Gitimo met Wambui at her birthday party on September 5, 2009 in her home in Gitwe, Kiambu County. She was warm, kind and hospitable enough to chat with him despite being a gatecrasher at the party. “He asked me out on a date before the end of the party. I gave him my phone number but didn’t expect him to remember it because he did not write it down or put it on his phone. I was impressed with his good memory when he called me the following day,” Wambui recalls how their love started. They started dating and a strong friendship developed blossoming into a deep love. Wambui was a university student at the time. They courted for two years before taking the bold step of living together.

Bonding with mother-in-law…

Wambui moved into Gitimo’s family home in February 2011, after both families accepted and blessed their relationship. Gitimo’s mother was at the time ailing with breast cancer and Wambui abandoned everything to take care of her. Her cancer was at advanced stage having spread to the spine. Wambui’s routine included accompanying her mother-in-law for chemotherapy and radiotherapy sessions at the MP Shah and the Nairobi hospitals.

“I would drive mum to hospital very early in the morning as the treatment sessions started at 9am. She was very brave despite the excruciating pain from the disease. In fact, she never lost her smile and warmth despite her condition.
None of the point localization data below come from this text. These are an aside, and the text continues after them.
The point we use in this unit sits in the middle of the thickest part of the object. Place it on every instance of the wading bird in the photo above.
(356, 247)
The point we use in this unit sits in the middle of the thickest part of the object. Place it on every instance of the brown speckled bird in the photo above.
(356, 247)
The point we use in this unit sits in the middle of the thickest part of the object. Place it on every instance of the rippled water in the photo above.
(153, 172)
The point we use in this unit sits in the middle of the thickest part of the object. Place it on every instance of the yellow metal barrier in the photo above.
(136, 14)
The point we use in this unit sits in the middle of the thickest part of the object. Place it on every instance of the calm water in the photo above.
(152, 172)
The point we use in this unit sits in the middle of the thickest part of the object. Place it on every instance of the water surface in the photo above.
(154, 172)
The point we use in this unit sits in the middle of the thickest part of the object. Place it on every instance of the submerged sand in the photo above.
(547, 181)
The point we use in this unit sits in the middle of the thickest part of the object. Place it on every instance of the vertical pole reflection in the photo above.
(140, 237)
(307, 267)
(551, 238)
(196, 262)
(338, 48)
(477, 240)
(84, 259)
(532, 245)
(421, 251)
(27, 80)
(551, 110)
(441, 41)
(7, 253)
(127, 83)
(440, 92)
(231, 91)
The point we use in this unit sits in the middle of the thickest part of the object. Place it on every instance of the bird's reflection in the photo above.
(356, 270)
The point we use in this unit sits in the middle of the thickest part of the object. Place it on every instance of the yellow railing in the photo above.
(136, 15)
She preferred us going shopping after treatment instead of returning home. She loved life and enjoyed it to the last minute,” says Wambui as her husband looks at her adoringly.
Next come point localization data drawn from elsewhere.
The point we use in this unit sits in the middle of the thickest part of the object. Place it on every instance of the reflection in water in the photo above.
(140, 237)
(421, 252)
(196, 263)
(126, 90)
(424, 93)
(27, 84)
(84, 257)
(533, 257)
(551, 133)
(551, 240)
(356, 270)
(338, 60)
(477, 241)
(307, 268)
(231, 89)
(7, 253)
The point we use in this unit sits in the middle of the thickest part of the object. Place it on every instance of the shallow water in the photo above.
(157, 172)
Wambui also accompanied her mother-in-law to India for further treatment. “Being close to my mother-in-law and taking care of her not only made me a better person, but also a good wife. I learnt so much from her,” she says.

“The bond between my wife and my mother brought me so much joy. It reinforced and strengthened my relationship with my wife. After she took over the responsibility of caring for my mother, I was able to concentrate on the family businesses and other family matters,” explains Gitimo.

Wedding plans amidst mother’s illness…
Despite her illness, the late Mrs. Njoka, Gitimo’s mother, played a big role during the couple’s formal wedding preparations, which started in July 2011. It was her desire to see her son marry the woman who had become a best friend to her. There were three organizing committees for the wedding – Wambui’s family, Gitimo’s family, and friends. Mrs. Njoka coordinated the family committees and chaired some of the meetings, despite doctors having given her a few months to live.

A beautiful black and red themed wedding took place at PCEA Rev. Ayub Kinywa Church in Githunguri, on December 3, 2011. The joyous occasion was only dampened by the fact that Mrs. Njoka was very sick but she still managed to make it to the wedding. “She was on a drip and couldn’t stand but I could sense her joy in seeing her son walk me down the aisle. I shed tears of joy for my mother-in-law. She was a very courageous woman and I thank God for allowing her to live long enough to witness our wedding,” says Wambui with obvious sadness on her face.

The church ceremony was followed by a reception at Dimham Gardens in Tigoni in Limuru. “We proceeded to the Serena Hotel in Nairobi to start our planned honeymoon, which we had planned to be a countrywide adventure through game parks, the coast and other holiday destinations but, sadly, it was not to be. We received news on our wedding night that my mother’s condition had worsened and she had been admitted at the Nairobi Hospital. We cancelled our honeymoon plans to be with her. She died ten days later,” says a sad Gitimo.

“We owe our love and marriage to our late mum whom we miss dearly,” the couple concludes the interview, as we scan through their wedding album.